Figure 1 displays the results of each combination. The best performing combination was with Bollinger Bands standard deviations of 1 and the upper/lower RSI thresholds set at 80/40 which had nearly a 40% CAGR. Looking at figure 1 and 2 together you can see how the standard deviation of the strategy’s performance shrinks as larger Bollinger Bands standard deviations are used. This is because when starting at the beginning of figure 1, where lower standard deviations are used, the RSI thresholds are controlling the strategy. However, when the Bollinger Bands standard deviations increase, they dominate the strategy. Additionally, as displayed in figure 2, the convention that using Bollinger Bands with standard deviations of 2 for the best performance, is supported.

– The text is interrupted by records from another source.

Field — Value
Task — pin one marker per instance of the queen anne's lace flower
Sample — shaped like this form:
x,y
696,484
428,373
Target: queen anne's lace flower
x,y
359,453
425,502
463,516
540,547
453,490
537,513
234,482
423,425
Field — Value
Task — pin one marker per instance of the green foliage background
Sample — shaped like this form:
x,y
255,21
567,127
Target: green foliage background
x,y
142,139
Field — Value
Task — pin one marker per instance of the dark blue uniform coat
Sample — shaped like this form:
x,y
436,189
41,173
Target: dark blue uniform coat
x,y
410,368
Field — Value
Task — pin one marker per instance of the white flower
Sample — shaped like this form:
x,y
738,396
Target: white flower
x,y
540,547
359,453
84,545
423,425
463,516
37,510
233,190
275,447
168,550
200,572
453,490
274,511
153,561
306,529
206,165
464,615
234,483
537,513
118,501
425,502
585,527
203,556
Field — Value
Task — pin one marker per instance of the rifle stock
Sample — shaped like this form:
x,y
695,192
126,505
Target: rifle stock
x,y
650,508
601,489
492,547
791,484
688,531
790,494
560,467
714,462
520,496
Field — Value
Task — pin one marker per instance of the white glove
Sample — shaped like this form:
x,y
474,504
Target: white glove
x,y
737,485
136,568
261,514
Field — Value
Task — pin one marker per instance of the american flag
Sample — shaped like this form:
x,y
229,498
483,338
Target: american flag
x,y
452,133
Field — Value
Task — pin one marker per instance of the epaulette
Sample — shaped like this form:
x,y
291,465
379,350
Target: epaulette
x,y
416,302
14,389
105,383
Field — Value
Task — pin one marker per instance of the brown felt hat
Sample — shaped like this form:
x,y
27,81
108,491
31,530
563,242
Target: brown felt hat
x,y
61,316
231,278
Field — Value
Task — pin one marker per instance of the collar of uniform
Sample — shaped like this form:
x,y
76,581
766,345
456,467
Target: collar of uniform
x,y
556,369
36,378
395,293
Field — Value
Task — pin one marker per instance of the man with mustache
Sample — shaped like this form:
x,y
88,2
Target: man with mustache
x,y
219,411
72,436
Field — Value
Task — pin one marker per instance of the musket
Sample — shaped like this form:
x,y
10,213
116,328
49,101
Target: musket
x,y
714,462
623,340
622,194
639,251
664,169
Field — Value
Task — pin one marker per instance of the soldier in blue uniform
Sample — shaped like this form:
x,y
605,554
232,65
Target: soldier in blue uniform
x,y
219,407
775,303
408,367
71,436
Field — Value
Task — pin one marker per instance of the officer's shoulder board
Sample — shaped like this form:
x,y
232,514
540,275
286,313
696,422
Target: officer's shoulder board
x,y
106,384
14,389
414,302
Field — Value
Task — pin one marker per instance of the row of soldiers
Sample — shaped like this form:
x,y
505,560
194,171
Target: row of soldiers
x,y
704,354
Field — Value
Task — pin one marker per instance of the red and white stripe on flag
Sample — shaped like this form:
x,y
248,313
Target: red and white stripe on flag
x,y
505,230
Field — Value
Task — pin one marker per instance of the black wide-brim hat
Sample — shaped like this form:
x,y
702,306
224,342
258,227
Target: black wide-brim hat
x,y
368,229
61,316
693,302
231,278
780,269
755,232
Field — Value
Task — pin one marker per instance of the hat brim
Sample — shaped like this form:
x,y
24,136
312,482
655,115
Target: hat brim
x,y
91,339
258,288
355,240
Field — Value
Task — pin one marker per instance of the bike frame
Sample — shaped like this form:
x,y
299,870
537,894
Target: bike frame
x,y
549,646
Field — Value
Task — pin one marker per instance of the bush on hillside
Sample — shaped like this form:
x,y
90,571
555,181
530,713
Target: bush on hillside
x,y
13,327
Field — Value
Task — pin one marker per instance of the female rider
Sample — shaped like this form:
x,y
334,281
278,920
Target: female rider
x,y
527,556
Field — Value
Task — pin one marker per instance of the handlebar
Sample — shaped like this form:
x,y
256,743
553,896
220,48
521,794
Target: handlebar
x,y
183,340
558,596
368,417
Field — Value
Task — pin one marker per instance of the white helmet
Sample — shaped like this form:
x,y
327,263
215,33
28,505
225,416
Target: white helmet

As visible from the highlighted combinations in figure 1 and from the table below, strategies with higher upper and lower RSI thresholds performed better because they bought more often and sold less frequently. I believe this worked well because of the upward market trend. The 3d surface plot below helps visualize the influence of the upper and lower RSI thresholds. This plot is with Bollinger Bands standard deviations of 2 and nicely shows how increasing the lower RSI threshold has a drastic effect on the CAGR, much more than the upper RSI threshold does. For reference, the red dots were combinations that didn’t beat the SPY CAGR, the yellow dots were ones that outperformed the SPY CAGR but were below 25%, and the green dots were combinations that had CAGR of above 25%.

Figure 3

Overall, this project was very helpful to learn how to work with multiple signals and paramsets in Quanstrat, as well as some data visualization techniques. Next, I plan to explore a strategy where I can utilize my statistical knowledge with one that makes much more frequent trades so I can analyze risk and profit factors.

Acknowledgements: Thank you to Ernest Chan, Ilya Kipnis, and Brian Peterson for answering my elementary questions about Quantstrat and backtesting.